Add Audio & Video binary extraction #341

ruebot · Aug 13, 2019

GitHub issue(s):

#306
#307

What does this Pull Request do?

Add Audio & Video binary extraction.
Updates saveToDisk to use file extension from Tika
Adds tests for Audio, PDF, and Video DF extraction
Add test fixtures for Audio, PDF, and Video DF extraction
Remove tweet cruft

How should this be tested?

Pull down the branch, and do something along these lines (I had memory issues, so I did my whole Spark config thing):

rm -rf ~/.m2/repository/* && mvn clean install && rm -rf ~/.ivy2/* && ~/bin/spark-2.4.3-bin-hadoop2.7/bin/spark-shell --master local\[10\] --driver-memory 35g --conf spark.network.timeout=10000000 --conf spark.executor.heartbeatInterval=600s --conf spark.driver.maxResultSize=4g --conf spark.serializer=org.apache.spark.serializer.KryoSerializer --conf spark.shuffle.compress=true --conf spark.rdd.compress=true --packages io.archivesunleashed:aut:0.17.1-SNAPSHOT -i ~/306-pdf-audio-video-extract.scala

306-pdf-audio-video-extract.scala

import io.archivesunleashed._
import io.archivesunleashed.df._

val df_pdf = RecordLoader.loadArchives("/home/nruest/Projects/au/sample-data/geocites/1/*gz", sc).extractPDFDetailsDF();
val res_pdf = df_pdf.select($"bytes", $"extension").saveToDisk("bytes", "/home/nruest/Projects/au/sample-data/306-307-test/pdf", "extension")

val df_audio = RecordLoader.loadArchives("/home/nruest/Projects/au/sample-data/geocites/1/*gz", sc).extractAudioDetailsDF();
val res_audio = df_audio.select($"bytes", $"extension").saveToDisk("bytes", "/home/nruest/Projects/au/sample-data/306-307-test/audio", "extension")

val df_video = RecordLoader.loadArchives("/home/nruest/Projects/au/sample-data/geocites/1/*gz", sc).extractVideoDetailsDF();
val res_video = df_video.select($"bytes", $"extension").saveToDisk("bytes", "/home/nruest/Projects/au/sample-data/306-307-test/video", "extension")

sys.exit

I have a whole lot of audio, pdf, and video files.

Additional Notes:

Is this an ok implementation for getting the extension? It seems to have a really good success rate.
How do we want to handle when we don't or are not able to get an extension? Throw a conditional in the mix, and say if null/empty UNKNOWN? Do we want that stored in the dataframe, or done on the fly in saveToDisk?
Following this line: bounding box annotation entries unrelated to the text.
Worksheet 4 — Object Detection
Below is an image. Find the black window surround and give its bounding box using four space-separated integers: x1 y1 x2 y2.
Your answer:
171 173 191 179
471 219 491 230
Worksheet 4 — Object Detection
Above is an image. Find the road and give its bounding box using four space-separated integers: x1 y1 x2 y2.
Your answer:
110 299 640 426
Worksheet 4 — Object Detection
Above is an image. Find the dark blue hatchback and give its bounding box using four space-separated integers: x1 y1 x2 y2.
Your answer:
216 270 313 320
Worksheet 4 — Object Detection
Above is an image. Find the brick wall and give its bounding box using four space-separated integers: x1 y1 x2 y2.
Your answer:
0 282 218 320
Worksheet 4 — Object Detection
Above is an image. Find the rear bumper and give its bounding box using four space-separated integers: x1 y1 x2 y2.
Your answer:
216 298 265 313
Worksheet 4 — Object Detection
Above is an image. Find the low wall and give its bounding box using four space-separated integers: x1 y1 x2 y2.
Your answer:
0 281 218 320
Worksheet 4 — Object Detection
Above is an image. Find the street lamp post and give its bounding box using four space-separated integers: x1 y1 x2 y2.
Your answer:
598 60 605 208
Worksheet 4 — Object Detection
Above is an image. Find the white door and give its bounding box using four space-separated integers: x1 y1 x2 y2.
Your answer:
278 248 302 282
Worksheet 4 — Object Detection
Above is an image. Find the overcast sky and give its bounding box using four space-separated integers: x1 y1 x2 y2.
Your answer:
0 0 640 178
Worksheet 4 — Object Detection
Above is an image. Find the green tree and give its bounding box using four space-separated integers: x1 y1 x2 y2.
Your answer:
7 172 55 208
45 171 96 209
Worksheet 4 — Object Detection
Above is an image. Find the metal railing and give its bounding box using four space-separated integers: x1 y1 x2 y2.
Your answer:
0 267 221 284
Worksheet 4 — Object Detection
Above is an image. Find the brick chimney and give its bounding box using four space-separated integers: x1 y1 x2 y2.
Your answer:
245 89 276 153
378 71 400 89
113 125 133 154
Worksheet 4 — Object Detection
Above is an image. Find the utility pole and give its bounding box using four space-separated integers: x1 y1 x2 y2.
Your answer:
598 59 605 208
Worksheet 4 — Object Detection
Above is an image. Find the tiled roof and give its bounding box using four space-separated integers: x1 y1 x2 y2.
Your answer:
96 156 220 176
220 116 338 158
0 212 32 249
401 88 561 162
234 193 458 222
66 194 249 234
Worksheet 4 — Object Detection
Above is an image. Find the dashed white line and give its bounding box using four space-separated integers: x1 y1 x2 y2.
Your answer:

@jrwiebe @lintool @ianmilligan1 let me know what you think.

ruebot · Aug 13, 2019

Tossing this in to see how CodeCov goes, and give a single place of discussion for implementation strategy on #306 and #307. When we're ready, I'll change the status to ready to review.

codecov · Aug 13, 2019

Codecov Report

Merging #341 into master will increase coverage by 1.42%.
The diff coverage is 67.53%.

@@            Coverage Diff             @@
##           master     #341      +/-   ##
==========================================
+ Coverage   73.49%   74.91%   +1.42%     
==========================================
  Files          39       39              
  Lines        1147     1216      +69     
  Branches      198      224      +26     
==========================================
+ Hits          843      911      +68     
+ Misses        237      214      -23     
- Partials       67       91      +24

Impacted Files	Coverage Δ
...c/main/scala/io/archivesunleashed/df/package.scala	`96.66% <100%> (+27.7%)`	⬆️
...rchivesunleashed/matchbox/DetectMimeTypeTika.scala	`77.77% <50%> (-2.23%)`	⬇️
src/main/scala/io/archivesunleashed/package.scala	`78.97% <66.66%> (+4.37%)`	⬆️

Continue to review full report at Codecov.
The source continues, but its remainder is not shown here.